Belgian Remco Evenepoel pictured with his golden medal after a press conference after the men elite time trial race at the 2024 UCI Road and Para-Cycling Road World Championships, Sunday 22 September 2024, in Zurich, Switzerland. The Worlds are taking place from 21 to 29 September. BELGA PHOTO JASPER JACOBS © BELGA PHOTO JASPER JACOBS

Remco Evenepoel champion du monde: peut-il devenir le meilleur rouleur de tous les temps?

Une chaîne qui a lâché juste avant le départ et un capteur de fréquence qui ne fonctionnait pas ont fait de ce contre-la-montre « le plus difficile de sa vie ». Néanmoins, Remco Evenepoel (24 ans) est devenu champion du monde pour la deuxième fois consécutive ce 22 septembre. Et il y a fort à parier qu’il ne s’arrêtera pas là.

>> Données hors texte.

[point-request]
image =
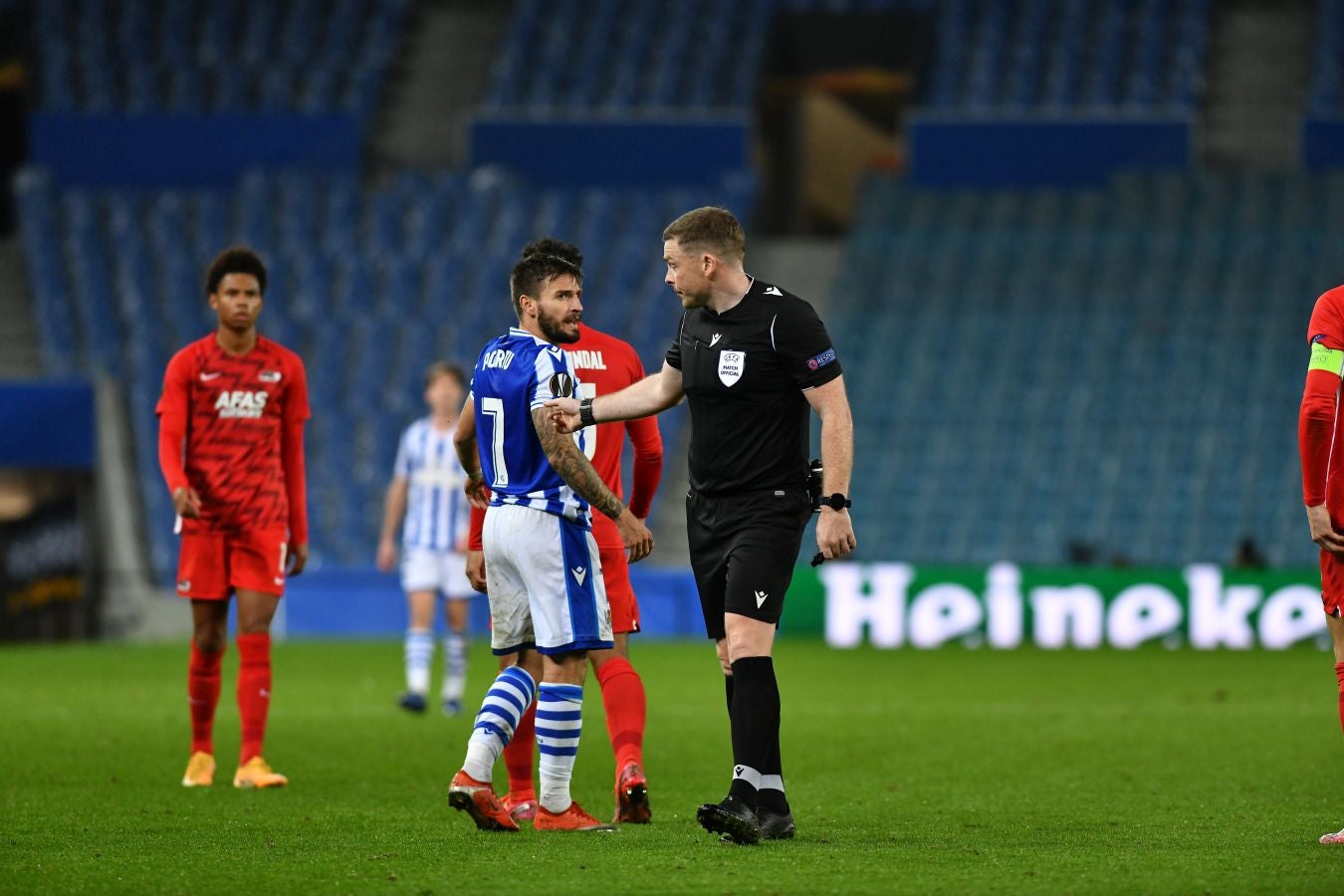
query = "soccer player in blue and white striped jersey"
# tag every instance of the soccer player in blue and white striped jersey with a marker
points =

Il avait convenu avec son compagnon d’entraînement Mathieu van der Poel qu’il mettrait les mains en l’air à l’arrivée à Zurich – du moins s’il était sûr de gagner. Aussitôt dit, aussitôt fait, même si cela n’a duré que quelques secondes, car le guidon d’Evenepoel s’est mis à vaciller. Quoi qu’il en soit, un tel geste de victoire est inhabituel dans un contre-la-montre. Surtout quand, comme dimanche, l’écart est inférieur à 10 secondes.

Ce n’est pas unique, puisque Fabian Cancellara l’avait déjà fait avant Evenepoel devant les siens à Mendrisio, en 2009. Il s’était même laissé rouler des dizaines de mètres avant l’arrivée. Son avance était alors bien plus importante : près d’une minute et demie. Cancellara remporte alors le troisième de ses quatre titres mondiaux, qu’il gagne tous les quatre avec plus de 52 secondes d’avance. Il est également devenu champion olympique à deux reprises, en 2008 à Pékin et en 2016 à Rio.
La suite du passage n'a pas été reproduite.